Mais dans l’esprit tordu des membres du gouvernement Trump, cette catégorisation criminalisante est à sens unique. Si des groupes qui luttent par les armes contre les politiques impérialistes occidentales sont considérés comme des terroristes, il n’en va pas du tout de même pour les « opérations spéciales » menées par les forces militaires américaines ou israéliennes, lesquelles se soldent souvent par beaucoup de « victimes civiles ».

De là l’attitude d’obstruction de l’administration Trump à l’endroit du Tribunal pénal internationale (TPI) quand il veut enquêter sur des crimes de guerre possiblement commis par des militaires américains en Afghanistan à la suite des attaques du 11 septembre 2001 ; même chose lorsque des responsables palestinien-e-s tentent d’obtenir l’inculpation par cette instance (pourtant reconnue par les États-Unis) de politicien-e-s et de militaires israéliens au sujet de certaines opérations ayant provoqué le décès de nombreux civils palestiniens.

On en retire la fâcheuse impression d’une politique de double standard de la part du gouvernement américain qui se présente pourtant vertueusement comme le grand défenseur de la démocratie et des droits de l’homme dans le monde : la complaisance intéressée à l’égard des militaires de leur pays et de ceux d’Israël, mais intolérance pour les membres du camp adverse. Il n’hésite pas alors à lancer des mandats d’arrêt internationaux contre eux et elles, même s’il pressent l’inutilité de cette démarche. Il compense par des coups de gueule, comme un molosse blessé qui aboie sa rage.

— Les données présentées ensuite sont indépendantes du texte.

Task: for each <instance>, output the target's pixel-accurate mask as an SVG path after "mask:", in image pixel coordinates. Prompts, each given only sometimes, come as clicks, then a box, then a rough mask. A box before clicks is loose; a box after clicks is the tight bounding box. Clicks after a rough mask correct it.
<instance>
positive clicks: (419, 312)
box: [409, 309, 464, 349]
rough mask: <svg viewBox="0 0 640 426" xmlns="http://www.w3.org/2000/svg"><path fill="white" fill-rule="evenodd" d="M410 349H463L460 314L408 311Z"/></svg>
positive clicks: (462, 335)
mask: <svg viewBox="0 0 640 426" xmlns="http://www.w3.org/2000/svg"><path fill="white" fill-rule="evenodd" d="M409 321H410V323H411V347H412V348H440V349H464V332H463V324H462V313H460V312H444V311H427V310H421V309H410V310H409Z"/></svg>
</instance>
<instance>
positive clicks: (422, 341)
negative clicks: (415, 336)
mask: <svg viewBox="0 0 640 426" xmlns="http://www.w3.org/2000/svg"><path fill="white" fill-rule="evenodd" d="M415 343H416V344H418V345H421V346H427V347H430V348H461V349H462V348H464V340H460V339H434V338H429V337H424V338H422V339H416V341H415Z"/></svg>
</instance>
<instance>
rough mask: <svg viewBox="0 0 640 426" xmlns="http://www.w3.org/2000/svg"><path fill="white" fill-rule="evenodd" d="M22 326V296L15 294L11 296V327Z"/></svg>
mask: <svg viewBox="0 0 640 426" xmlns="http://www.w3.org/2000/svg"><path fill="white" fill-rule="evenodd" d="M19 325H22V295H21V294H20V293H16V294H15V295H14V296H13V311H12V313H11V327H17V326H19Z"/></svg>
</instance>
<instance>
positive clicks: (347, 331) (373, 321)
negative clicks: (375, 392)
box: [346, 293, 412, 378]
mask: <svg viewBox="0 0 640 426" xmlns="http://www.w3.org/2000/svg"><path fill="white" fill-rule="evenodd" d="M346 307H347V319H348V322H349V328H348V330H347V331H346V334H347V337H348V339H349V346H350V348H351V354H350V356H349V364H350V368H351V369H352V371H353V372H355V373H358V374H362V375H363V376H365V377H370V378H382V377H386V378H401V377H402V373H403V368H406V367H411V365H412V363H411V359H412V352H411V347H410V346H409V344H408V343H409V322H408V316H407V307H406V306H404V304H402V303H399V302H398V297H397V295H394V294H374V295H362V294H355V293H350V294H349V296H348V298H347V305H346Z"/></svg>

À au moins deux reprises, Donald Trump a lancé un retentissant refus de collaboration avec le TPI ; la première voici quelques mois il en avait alors averti les juges de « ne pas s’en prendre aux États-Unis ni à Israël », les menaçant (en termes vagues et généraux) d’adopter des mesures à leur encontre au besoin ; la seconde, il y a environ un mois il a menacé les enquêteurs du TPI qui projetaient de se rendre aux États-Unis à des fins d’enquête sur des crimes sur des crimes peut-être commis par des militaires de ce pays en Afghanistan de leur mettre les bâtons dans les roues.

Non seulement cette posture est-elle indéfendable sur le plan moral, mais elle se révèle contre-productive en ce qu’elle mine la crédibilité américaine non seulement auprès de peuples entiers mais en plus ajoute une couche supplémentaire de désillusion auprès de plusieurs opinions publiques occidentales vis-à-vis de la classe politique américaine... y compris aux États-Unis mêmes.